The commission's nod to PPL comes just weeks after granting PPL an increase that drove up the flat monthly customer charge 62 percent from $8.75 to $14.09 per month. Also, the commission allowed the utility a fractional decrease in the distribution charge levied on a per kilowatt basis, from 2.55 cents to 2.51 cents. The changes make a much smaller impact on the overall bill, the bulk of which is the cost of the electricity itself. Electricity prices have been falling, making the PPL's increases and the pending DSIC less obvious.
A law passed by the state General Assembly and signed by Gov. Tom Corbett last year opened up the DSIC option for natural gas and electric utilities.
PPL is the first electric or gas utility to get a long-term infrastructure improvement plan submitted and approved by the commission. In its petition, PPL outlined the stepped-up work that will be done with cash from the new rate, including replacing 4,000 poles at a cost of $24 million. Underground residential cable will be swapped out for $51 million. Overhead copper wire will be replaced for $29 million. Replacement of 230 substation circuit breakers will cost $21.8 million.
Over five years, the company will spend $705 million, said PPL spokesman Bryan Hay.
Under the current practice, rates revenue reimburses the utility for improvements made in the past - usually over the course of the years since the last rate increase. The utility has to borrow money to make those improvements or pay for storm damage. They keep track of that money and present it to the commission when it asks for the next increase. Ultimately, ratepayers foot the bill for all utility operations and improvements, including the interest the utility pays as it makes improvements or repairs.

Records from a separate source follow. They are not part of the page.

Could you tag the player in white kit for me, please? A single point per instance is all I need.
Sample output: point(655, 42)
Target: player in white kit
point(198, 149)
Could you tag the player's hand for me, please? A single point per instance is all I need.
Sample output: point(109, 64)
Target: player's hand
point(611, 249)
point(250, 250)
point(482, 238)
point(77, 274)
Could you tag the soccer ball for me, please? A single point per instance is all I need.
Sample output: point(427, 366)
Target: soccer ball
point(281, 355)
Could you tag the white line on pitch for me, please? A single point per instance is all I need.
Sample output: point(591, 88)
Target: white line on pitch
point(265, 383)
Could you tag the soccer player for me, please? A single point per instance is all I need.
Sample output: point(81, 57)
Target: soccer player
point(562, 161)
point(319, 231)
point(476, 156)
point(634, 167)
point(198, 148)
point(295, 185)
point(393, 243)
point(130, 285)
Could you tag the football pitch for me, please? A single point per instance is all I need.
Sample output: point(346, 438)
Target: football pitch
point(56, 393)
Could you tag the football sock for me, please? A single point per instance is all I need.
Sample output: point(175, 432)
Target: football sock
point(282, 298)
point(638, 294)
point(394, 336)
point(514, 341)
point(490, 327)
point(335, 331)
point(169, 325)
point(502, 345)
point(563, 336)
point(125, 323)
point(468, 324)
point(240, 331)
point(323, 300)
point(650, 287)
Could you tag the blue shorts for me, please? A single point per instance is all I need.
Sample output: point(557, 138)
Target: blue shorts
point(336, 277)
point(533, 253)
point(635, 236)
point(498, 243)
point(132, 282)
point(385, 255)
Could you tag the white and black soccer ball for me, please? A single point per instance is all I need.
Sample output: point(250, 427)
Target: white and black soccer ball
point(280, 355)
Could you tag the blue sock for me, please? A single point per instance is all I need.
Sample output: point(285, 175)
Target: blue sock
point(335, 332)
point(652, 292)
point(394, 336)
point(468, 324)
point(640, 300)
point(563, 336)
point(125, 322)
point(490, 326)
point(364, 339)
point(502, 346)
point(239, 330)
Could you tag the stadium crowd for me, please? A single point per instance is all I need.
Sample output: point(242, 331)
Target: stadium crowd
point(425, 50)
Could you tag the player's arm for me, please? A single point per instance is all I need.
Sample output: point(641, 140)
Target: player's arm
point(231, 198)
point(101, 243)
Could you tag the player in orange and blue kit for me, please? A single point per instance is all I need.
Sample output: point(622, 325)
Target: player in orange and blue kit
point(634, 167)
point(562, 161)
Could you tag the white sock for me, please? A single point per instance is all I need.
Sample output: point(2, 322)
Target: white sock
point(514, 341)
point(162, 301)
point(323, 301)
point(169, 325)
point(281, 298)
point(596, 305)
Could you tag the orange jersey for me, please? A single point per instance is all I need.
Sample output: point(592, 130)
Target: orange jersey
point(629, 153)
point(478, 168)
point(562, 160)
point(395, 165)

By establishing a DSIC, utilities get to recoup the cost more quickly than through traditional rate cases, which happen every two to four years.
Under DSIC, the utility can recoup costs every quarter and even increase or reduce the DSIC rate with only a cursory review from the commission. That's why acting state Consumer Advocate Tanya J. McCloskey is reserving judgment.
"The General Assembly and the utilities say consumers will get more timely repair of aging infrastructure - that is the intent," she said. "Our office has been more cautious about the use of DSIC, and we will make sure utilities live up to the intent of the law."
Some Northeast Pennsylvania households have been paying DSIC rates to another utility, Pennsylvania American Water Co., which argued it had to hasten the replacement of aging waterlines.
UGI, the major provider of natural gas to the region, does not have plans to purse a DSIC.
"Things may change in the future, but right now it is not something we are actively pursuing," said UGI's Joe Swope.